Lucas-Kanade Problem Formulation
Given two images A & B, we want to find a translated \((dx, dy)\) such that the difference between A and translated B is minimized.
In math, we want,
\(\text{minimize} \; \text{cost}(dx, dy) = \sum_{x,y}||A(x,y) – B(x+dx, y + dy) ||^2\)
The residual function is,
\(r(dx, dy) = \begin{bmatrix} r_{x=0, y = 0}( dx, dy ) \\ …\\ r_{x=i, y=j}( dx, dy ) \\ … \\ r_{x=n,y=n}( dx, dy ) \end{bmatrix} = \begin{bmatrix}A(0,0) – B(0+dx, 0 + dy) \\ … \\ A(i,j) – B(i+dx, j + dy) \\ … \\ A(n,n) – B(n+dx, n + dy) \end{bmatrix} \)
Note:
1. x,y is constant in the context of this problem. \((dx, dy)\) are variables we want to optimize.
2. A row of the residual function for the Lucas-Kanade problem is the difference of a single pixel.
For a video stream, we let B be the image patch from the first frame, and A be the image patch from the second frame.
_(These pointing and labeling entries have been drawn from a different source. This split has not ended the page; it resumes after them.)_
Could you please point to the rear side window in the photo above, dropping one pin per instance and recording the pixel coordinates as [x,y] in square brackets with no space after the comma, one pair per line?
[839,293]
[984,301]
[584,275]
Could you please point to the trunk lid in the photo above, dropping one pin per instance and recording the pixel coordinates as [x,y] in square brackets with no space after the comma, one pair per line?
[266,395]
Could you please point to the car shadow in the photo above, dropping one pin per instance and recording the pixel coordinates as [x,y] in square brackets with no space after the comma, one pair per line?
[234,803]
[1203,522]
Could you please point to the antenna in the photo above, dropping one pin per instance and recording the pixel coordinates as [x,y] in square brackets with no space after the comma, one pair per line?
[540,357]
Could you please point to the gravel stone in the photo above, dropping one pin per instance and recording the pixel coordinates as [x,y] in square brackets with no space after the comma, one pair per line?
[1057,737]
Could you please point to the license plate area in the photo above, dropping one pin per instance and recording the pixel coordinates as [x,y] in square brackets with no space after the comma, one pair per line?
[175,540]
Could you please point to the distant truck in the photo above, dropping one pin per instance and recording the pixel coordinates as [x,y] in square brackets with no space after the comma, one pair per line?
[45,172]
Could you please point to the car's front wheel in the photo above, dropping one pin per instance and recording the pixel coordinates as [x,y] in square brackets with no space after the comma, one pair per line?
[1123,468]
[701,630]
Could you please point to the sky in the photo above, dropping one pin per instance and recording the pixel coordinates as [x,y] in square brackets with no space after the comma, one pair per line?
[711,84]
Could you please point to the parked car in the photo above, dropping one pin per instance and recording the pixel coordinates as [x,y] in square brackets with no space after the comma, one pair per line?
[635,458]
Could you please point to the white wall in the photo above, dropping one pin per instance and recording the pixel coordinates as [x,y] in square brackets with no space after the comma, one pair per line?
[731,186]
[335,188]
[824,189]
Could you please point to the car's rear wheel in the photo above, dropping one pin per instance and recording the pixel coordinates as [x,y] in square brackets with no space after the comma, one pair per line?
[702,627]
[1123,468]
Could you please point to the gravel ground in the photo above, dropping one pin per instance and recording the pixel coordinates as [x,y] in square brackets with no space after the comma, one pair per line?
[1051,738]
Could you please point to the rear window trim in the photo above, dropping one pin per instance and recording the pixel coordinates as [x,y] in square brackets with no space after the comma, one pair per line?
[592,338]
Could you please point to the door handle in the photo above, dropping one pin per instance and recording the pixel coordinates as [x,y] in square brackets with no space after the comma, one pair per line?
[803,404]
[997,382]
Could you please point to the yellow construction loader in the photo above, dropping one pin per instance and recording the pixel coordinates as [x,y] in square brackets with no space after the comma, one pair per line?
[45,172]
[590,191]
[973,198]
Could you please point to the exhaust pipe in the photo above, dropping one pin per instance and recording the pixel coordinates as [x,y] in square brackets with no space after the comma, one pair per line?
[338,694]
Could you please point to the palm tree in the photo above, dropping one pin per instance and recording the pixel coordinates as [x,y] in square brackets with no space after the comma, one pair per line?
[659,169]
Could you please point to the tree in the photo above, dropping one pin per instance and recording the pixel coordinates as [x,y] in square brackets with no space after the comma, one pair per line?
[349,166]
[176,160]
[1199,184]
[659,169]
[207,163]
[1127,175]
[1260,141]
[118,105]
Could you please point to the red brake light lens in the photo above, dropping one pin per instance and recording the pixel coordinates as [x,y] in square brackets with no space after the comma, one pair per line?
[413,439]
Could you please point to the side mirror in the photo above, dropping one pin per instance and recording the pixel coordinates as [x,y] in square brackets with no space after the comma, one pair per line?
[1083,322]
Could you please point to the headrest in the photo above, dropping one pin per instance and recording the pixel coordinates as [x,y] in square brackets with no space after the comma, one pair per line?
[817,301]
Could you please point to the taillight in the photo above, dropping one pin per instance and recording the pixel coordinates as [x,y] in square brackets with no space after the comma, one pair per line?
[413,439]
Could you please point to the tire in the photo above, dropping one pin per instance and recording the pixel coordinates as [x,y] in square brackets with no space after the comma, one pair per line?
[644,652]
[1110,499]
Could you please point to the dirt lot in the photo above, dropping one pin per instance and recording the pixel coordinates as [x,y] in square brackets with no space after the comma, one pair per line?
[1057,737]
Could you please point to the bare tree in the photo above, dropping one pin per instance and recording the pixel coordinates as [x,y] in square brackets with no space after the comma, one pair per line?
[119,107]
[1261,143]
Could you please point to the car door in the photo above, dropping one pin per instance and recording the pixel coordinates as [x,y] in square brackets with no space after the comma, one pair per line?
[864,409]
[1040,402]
Assuming the image patch intensity doesn’t change, doing the Lucas-Kanade optimization gives the movement of the image patch across frames.
Next, we are going to follow the nonlinear least squares steps to solve the Lucas-Kanade least squares problem.
- Linearize the residual function \(r(x)\) at current variable \(x_0\) , \(r(\Delta x) = J \Delta x + r\). Where \(\Delta{x} = x – x_{0}\), So the cost function \(\text{cost}(x) = r(x)^Tr(x)\) is approximated as a quadratic form.
- We can minimize the quadratic form in 1 step by solve the Normal equation \(J^TJ \Delta{x} = -J^Tb\).
- Because of the change of variable \(\Delta{x} = x – x_{0}\), we update varible x by \(x = x_{0} + \Delta{x}\).
- If not converge. e.g. \(\Delta{x}\) is small. We go back to 1.
Linearize the Residual Function
Recall the least-squares problem, we need to linearize the residual function and solve the normal equation.
Consider a row in the residual function \(r_i(dx, dy) = A(x_i,y_i) – B(x_i+dx, y_i + dy) \)
Let’s Linearize the function at \((dx_{cur}, dy_{cur})\) , Let \(cur = (dx_{cur}, dy_{cur} )\) .
By definition of linearization (or the Taylor expansion),
In vector form,
\(r_i(\Delta dx, \Delta dy) = \begin{bmatrix}\frac{\partial{r_i} }{\partial{dx} }(cur) & \frac{\partial{r_i} }{\partial{dy}}(cur)) \end{bmatrix} \begin{bmatrix}\Delta dx\\ \Delta dy \end{bmatrix} + r_i(cur) \)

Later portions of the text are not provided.